Englishman William Morris, father of the aesthetic Arts and Crafts movement at the turn of the last century, often advised that everything owned — from vases to sofas to homes — should be both beautiful and useful. Today two of his countrymen, more smitten with modern Spanish architects and Bauhaus than Morris, are turning that axiom on its head in a bid to change prefabricated architecture.
David Ben Grünberg and Daniel Woolfson run D*Haus, a London-based architectural firm, and they have designs on a house for all seasons that is beautiful, practical — they hope — and, most interestingly, movable. They plan to break ground on the first-ever dynamic house, the eponymously named D*Haus, in the Cambridgeshire countryside next winter.
Their dynamic house transforms from a perfect square into a triangle and even a wide-open flower.
Grünberg and Woolfson met at university in Manchester, where they teamed up for their first design competition and won with an octopus-shaped sandcastle. Their dynamic house design involves a different kind of grit; it transforms from a perfect square into a triangle and even a wide-open flower, opening to eight different positions throughout the year. “These forms are timeless,” Grünberg tells OZY, noting how satisfying it is to work with pure geometries.
The puzzle of how to morph a square into a triangle was actually solved back in 1903 by mathematician Henry Ernest Dudeney, who broke the square into four distinct shapes and rotated them. Grünberg’s dad, Maty, an artist, rediscovered the formula in 1987, spinning it into a shape-shifting table, the granddaddy to the one above.
“That made a big impression on me,” the younger Grünberg says. When tasked to come up with a prefabricated house that could withstand the climate in Lapland, his dad’s table came to mind, fueling the D*Haus design. “I looked into houses that could adapt to extreme temperatures, but there’s nothing out there that can do what I wanted,” he explains.

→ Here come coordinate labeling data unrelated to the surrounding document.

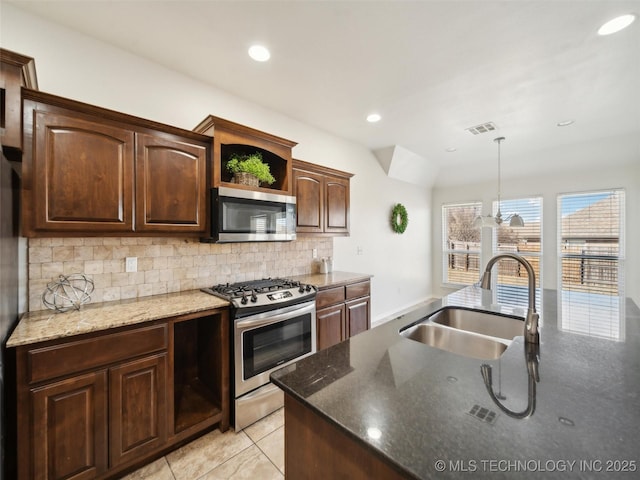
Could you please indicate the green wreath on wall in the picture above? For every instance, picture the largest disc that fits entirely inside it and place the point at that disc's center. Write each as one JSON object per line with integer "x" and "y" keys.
{"x": 399, "y": 218}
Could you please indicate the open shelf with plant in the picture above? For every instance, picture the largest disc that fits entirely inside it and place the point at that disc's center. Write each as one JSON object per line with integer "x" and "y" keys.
{"x": 234, "y": 141}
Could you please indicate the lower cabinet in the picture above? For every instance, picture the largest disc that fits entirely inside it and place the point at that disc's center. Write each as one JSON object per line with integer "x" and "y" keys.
{"x": 98, "y": 405}
{"x": 342, "y": 312}
{"x": 330, "y": 326}
{"x": 137, "y": 408}
{"x": 69, "y": 429}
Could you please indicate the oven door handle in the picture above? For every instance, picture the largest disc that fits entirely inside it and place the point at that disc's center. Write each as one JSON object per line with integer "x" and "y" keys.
{"x": 264, "y": 319}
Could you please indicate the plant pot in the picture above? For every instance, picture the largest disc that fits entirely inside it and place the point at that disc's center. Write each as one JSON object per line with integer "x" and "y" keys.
{"x": 244, "y": 178}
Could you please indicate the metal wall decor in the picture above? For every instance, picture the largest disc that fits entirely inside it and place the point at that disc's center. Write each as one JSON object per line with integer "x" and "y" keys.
{"x": 68, "y": 292}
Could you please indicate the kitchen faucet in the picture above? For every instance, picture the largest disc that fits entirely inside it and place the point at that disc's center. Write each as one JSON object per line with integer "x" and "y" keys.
{"x": 532, "y": 358}
{"x": 531, "y": 332}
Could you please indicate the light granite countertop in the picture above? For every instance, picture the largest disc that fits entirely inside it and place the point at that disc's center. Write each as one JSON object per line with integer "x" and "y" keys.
{"x": 333, "y": 279}
{"x": 39, "y": 326}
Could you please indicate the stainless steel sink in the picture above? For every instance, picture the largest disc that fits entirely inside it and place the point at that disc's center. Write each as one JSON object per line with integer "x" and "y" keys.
{"x": 485, "y": 323}
{"x": 455, "y": 341}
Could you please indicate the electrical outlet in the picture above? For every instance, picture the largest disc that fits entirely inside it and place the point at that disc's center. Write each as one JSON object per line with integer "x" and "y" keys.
{"x": 131, "y": 264}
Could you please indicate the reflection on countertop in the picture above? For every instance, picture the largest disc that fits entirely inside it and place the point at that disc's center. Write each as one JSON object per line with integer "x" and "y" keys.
{"x": 424, "y": 402}
{"x": 43, "y": 325}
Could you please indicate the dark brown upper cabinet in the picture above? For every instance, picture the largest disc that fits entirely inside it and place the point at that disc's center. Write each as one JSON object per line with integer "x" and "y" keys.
{"x": 230, "y": 137}
{"x": 16, "y": 71}
{"x": 322, "y": 199}
{"x": 91, "y": 171}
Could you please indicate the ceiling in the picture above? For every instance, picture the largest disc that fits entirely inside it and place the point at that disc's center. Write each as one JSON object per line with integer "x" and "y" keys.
{"x": 431, "y": 69}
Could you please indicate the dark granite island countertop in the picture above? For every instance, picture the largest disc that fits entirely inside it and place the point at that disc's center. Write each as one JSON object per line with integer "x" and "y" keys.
{"x": 409, "y": 404}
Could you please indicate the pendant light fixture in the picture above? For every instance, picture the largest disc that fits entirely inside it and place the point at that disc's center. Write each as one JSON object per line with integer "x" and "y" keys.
{"x": 514, "y": 219}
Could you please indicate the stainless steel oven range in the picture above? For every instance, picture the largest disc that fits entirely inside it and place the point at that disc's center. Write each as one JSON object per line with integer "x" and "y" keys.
{"x": 274, "y": 324}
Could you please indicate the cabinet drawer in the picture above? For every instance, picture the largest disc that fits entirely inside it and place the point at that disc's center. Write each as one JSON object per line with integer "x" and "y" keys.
{"x": 356, "y": 290}
{"x": 71, "y": 357}
{"x": 329, "y": 296}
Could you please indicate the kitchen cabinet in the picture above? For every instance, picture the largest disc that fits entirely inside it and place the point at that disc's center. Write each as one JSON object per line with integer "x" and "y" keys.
{"x": 99, "y": 404}
{"x": 322, "y": 199}
{"x": 16, "y": 71}
{"x": 342, "y": 312}
{"x": 170, "y": 185}
{"x": 69, "y": 432}
{"x": 137, "y": 408}
{"x": 90, "y": 171}
{"x": 230, "y": 137}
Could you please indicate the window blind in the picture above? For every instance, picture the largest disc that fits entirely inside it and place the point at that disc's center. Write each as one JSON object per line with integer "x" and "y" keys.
{"x": 460, "y": 243}
{"x": 512, "y": 278}
{"x": 591, "y": 263}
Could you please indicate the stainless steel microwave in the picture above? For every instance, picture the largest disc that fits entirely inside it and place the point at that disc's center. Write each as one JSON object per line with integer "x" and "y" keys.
{"x": 250, "y": 216}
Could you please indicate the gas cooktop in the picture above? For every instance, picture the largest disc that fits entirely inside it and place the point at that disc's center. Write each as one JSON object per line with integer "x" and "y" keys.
{"x": 257, "y": 296}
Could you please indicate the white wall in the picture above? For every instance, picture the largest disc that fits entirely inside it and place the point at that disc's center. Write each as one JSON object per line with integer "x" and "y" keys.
{"x": 81, "y": 68}
{"x": 549, "y": 186}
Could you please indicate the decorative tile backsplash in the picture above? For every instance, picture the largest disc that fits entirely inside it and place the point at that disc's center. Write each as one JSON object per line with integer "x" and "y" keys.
{"x": 165, "y": 265}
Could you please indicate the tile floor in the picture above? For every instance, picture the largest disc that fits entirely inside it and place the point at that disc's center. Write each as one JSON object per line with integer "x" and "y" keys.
{"x": 257, "y": 452}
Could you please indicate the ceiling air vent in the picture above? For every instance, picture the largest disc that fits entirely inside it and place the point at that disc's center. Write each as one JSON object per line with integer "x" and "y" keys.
{"x": 482, "y": 128}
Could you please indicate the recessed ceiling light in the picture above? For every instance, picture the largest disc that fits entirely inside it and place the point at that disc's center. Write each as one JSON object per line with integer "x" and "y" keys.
{"x": 259, "y": 53}
{"x": 616, "y": 24}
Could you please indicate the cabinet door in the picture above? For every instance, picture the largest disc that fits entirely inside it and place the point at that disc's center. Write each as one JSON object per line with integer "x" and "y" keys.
{"x": 337, "y": 205}
{"x": 70, "y": 428}
{"x": 358, "y": 316}
{"x": 170, "y": 185}
{"x": 137, "y": 408}
{"x": 308, "y": 190}
{"x": 330, "y": 323}
{"x": 82, "y": 175}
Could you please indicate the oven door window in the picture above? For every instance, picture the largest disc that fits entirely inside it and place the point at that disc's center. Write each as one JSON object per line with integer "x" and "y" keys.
{"x": 266, "y": 347}
{"x": 255, "y": 217}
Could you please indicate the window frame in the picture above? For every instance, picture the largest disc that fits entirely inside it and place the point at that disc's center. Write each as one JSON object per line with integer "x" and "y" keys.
{"x": 590, "y": 309}
{"x": 446, "y": 251}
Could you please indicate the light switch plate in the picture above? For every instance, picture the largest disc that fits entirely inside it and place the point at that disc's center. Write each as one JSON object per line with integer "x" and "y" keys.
{"x": 131, "y": 264}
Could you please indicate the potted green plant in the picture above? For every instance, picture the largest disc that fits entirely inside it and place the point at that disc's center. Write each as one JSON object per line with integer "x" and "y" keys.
{"x": 244, "y": 167}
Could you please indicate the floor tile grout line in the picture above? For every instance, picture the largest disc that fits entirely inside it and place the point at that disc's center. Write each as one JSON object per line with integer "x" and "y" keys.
{"x": 265, "y": 453}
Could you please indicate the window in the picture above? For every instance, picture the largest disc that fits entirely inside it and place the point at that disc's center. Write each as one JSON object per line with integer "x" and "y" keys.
{"x": 525, "y": 241}
{"x": 460, "y": 243}
{"x": 591, "y": 258}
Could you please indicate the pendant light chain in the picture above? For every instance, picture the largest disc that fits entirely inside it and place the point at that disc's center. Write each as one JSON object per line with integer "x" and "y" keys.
{"x": 499, "y": 214}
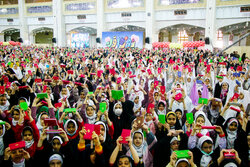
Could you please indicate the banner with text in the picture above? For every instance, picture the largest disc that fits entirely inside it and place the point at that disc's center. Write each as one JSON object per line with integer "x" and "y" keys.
{"x": 125, "y": 39}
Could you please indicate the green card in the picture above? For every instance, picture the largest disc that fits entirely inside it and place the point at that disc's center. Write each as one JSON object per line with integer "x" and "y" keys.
{"x": 203, "y": 100}
{"x": 24, "y": 106}
{"x": 103, "y": 107}
{"x": 162, "y": 118}
{"x": 190, "y": 117}
{"x": 117, "y": 94}
{"x": 2, "y": 122}
{"x": 69, "y": 110}
{"x": 42, "y": 95}
{"x": 182, "y": 154}
{"x": 219, "y": 77}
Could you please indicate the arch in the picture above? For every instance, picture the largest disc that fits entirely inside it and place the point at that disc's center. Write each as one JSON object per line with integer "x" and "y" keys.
{"x": 34, "y": 28}
{"x": 128, "y": 28}
{"x": 3, "y": 28}
{"x": 112, "y": 26}
{"x": 71, "y": 27}
{"x": 227, "y": 22}
{"x": 196, "y": 23}
{"x": 84, "y": 29}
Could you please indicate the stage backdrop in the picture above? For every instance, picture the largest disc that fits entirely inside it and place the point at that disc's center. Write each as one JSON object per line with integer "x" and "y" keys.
{"x": 122, "y": 39}
{"x": 80, "y": 40}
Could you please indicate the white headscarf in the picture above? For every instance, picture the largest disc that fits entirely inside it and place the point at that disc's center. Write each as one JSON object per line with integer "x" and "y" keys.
{"x": 38, "y": 124}
{"x": 181, "y": 160}
{"x": 66, "y": 124}
{"x": 56, "y": 157}
{"x": 5, "y": 107}
{"x": 138, "y": 105}
{"x": 206, "y": 158}
{"x": 103, "y": 124}
{"x": 117, "y": 113}
{"x": 139, "y": 149}
{"x": 231, "y": 135}
{"x": 1, "y": 141}
{"x": 206, "y": 123}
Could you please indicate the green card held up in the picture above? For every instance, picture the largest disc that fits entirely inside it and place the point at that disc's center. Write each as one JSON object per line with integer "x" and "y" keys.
{"x": 2, "y": 122}
{"x": 203, "y": 100}
{"x": 190, "y": 118}
{"x": 182, "y": 154}
{"x": 70, "y": 110}
{"x": 103, "y": 107}
{"x": 162, "y": 118}
{"x": 117, "y": 94}
{"x": 24, "y": 106}
{"x": 42, "y": 95}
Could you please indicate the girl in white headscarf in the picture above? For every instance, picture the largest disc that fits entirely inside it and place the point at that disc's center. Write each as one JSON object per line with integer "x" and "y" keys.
{"x": 143, "y": 147}
{"x": 205, "y": 154}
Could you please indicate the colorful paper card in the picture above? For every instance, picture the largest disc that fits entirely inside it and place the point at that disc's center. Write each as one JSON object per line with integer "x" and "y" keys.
{"x": 89, "y": 131}
{"x": 103, "y": 107}
{"x": 70, "y": 110}
{"x": 24, "y": 106}
{"x": 162, "y": 118}
{"x": 190, "y": 118}
{"x": 42, "y": 95}
{"x": 203, "y": 101}
{"x": 117, "y": 94}
{"x": 125, "y": 134}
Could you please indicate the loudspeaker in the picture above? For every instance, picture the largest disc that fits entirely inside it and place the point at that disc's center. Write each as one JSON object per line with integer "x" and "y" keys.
{"x": 98, "y": 40}
{"x": 20, "y": 40}
{"x": 207, "y": 41}
{"x": 53, "y": 40}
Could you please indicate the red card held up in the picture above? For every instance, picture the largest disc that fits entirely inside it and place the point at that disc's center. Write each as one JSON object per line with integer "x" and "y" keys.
{"x": 17, "y": 145}
{"x": 70, "y": 71}
{"x": 38, "y": 80}
{"x": 50, "y": 121}
{"x": 156, "y": 83}
{"x": 208, "y": 127}
{"x": 119, "y": 80}
{"x": 47, "y": 80}
{"x": 55, "y": 78}
{"x": 162, "y": 89}
{"x": 89, "y": 130}
{"x": 22, "y": 87}
{"x": 45, "y": 88}
{"x": 159, "y": 70}
{"x": 58, "y": 105}
{"x": 178, "y": 96}
{"x": 235, "y": 109}
{"x": 1, "y": 90}
{"x": 97, "y": 129}
{"x": 149, "y": 72}
{"x": 125, "y": 133}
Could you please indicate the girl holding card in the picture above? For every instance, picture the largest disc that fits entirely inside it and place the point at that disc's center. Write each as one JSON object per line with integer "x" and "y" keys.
{"x": 117, "y": 159}
{"x": 236, "y": 137}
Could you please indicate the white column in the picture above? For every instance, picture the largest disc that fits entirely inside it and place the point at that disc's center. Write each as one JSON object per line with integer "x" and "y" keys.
{"x": 24, "y": 33}
{"x": 150, "y": 22}
{"x": 59, "y": 24}
{"x": 210, "y": 30}
{"x": 1, "y": 37}
{"x": 100, "y": 20}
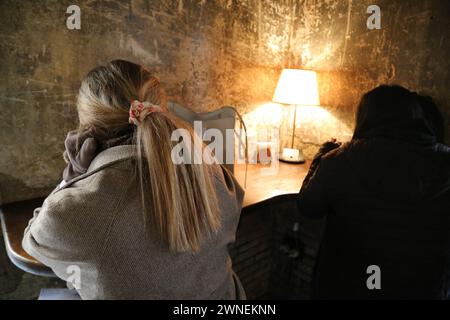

The result: a house that remains shut tight and cozy in winter, opening gradually as the year warms up. The elements move on circular tracks below the structure, unfolding like petals to embrace the warmer, sunnier months and providing ever-changing views through many windows.
Tel Aviv-based engineer Michael Berman says that such a build is possible as a “big-ticket item” but not necessarily as a mainstream option. “Most houses use the cheapest materials that can be assembled by the simplest builder,” he says. Whereas this project “would require a team of trained personnel.”
The first build will cost roughly $3.5 million. But to answer the question Berman raises about mass production, the plan is to create a prefab production system, akin to Huf Haus, for less-costly, quicker and static builds. These would be more practical as they use the 1903 formula to allow for eight house types from one identical kit of parts, and from a mass-production point of view this allows cost savings in the manufacturing process. Different variations and sizes are planned, ranging from immobile, less-expensive versions to the four-bedroom featured here:
Those interested in D*Haus will have to settle for a table for now. After drawing up the house plans, the team redesigned Maty Grünberg’s table with a more architectural spin that could be easily commercialized. A Kickstarter campaign raised $46,000 in a month to fund the production costs for the first batch of tables last year. The next batch is destined to go on sale next month for $2,600 in Covent Garden’s modern furniture shop, Aram.
Building has yet to get underway on the bigger-scale version, but the team is working with suppliers. They intend to use sustainable cross-laminated timbers to create a self-sufficient house. And if all goes to plan, the project will kick off in February. There’s been lots of interest in the U.K. and internationally, and plans are firming up for a second dynamic house in Sussex. But conversations are short when people ask: Have you built one yet? “So we really need to build one to prove the concept,” David Ben Grünberg says.
Berman warns the first few builds may be difficult, but Grünberg and Woolfson are looking forward to the challenge.